He was silent for a while.
". . . No, it is impossible; it is impossible to convey the
life-sensation of any given epoch of one's existence--that which
makes its truth, its meaning--its subtle and penetrating essence.
It is impossible. We live, as we dream--alone. . . ."
He paused again as if reflecting, then added:
"Of course in this you fellows see more than I could then.
You see me, whom you know. . . ."
It had become so pitch dark that we listeners could hardly see
one another. For a long time already he, sitting apart, had been
no more to us than a voice. There was not a word from anybody.

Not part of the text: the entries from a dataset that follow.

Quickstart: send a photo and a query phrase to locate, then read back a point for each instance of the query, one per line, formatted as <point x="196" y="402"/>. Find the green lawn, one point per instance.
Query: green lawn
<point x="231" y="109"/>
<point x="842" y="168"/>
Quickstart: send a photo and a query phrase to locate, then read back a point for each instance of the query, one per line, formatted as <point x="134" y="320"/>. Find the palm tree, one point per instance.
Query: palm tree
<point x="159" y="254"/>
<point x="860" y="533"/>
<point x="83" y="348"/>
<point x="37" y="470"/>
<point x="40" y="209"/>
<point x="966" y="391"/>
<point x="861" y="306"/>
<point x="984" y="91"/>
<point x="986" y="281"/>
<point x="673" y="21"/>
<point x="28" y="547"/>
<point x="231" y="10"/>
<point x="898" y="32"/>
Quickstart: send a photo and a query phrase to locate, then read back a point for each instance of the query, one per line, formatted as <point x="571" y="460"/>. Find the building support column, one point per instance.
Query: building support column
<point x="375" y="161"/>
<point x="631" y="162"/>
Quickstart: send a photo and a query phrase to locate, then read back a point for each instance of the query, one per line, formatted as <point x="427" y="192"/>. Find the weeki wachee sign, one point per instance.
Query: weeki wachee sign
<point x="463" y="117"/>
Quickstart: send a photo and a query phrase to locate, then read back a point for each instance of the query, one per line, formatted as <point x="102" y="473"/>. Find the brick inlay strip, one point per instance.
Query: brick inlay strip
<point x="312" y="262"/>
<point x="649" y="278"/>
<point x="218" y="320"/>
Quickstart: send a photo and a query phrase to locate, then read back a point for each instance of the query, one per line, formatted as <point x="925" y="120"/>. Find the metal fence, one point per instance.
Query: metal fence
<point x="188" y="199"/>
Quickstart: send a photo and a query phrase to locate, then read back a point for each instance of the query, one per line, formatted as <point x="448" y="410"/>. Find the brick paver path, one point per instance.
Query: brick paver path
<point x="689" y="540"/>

The others might have been asleep, but I was awake. I listened, I
listened on the watch for the sentence, for the word, that would
give me the clue to the faint uneasiness inspired by this
narrative that seemed to shape itself without human lips in the
heavy night-air of the river.
". . . Yes--I let him run on," Marlow began again,
"and think what he pleased about the powers that were behind
me. I did! And there was nothing behind me! There was nothing but
that wretched, old, mangled steamboat I was leaning against,
while he talked fluently about `the necessity for every man to
get on.' `And when one comes out here, you conceive, it is not to
gaze at the moon.' Mr. Kurtz was a `universal genius,' but even a
genius would find it easier to work with `adequate tools--intelligent
men.' He did not make bricks--why, there was a physical
impossibility in the way--as I was well aware; and if he did
secretarial work for the manager, it was because `no sensible man
rejects wantonly the confidence of his superiors.' Did I see it?
I saw it. What more did I want? What I really wanted was rivets,
by heaven! Rivets. To get on with the work--to stop the hole.
Rivets I wanted. There were cases of them down at the coast--
cases--piled up--burst--split! You kicked a loose rivet at every
second step in that station-yard on the hillside. Rivets had
rolled into the grove of death. You could fill your pockets with
rivets for the trouble of stooping down-- and there wasn't one
rivet to be found where it was wanted. We had plates that would
do, but nothing to fasten them with. And every week the messenger,
a long negro, letter-bag on shoulder and staff in hand, left our
station for the coast. And several times a week a coast caravan
came in with trade goods--ghastly glazed calico that made you
shudder only to look at it, glass beads value about a penny a
quart, confounded spotted cotton handkerchiefs. And no rivets.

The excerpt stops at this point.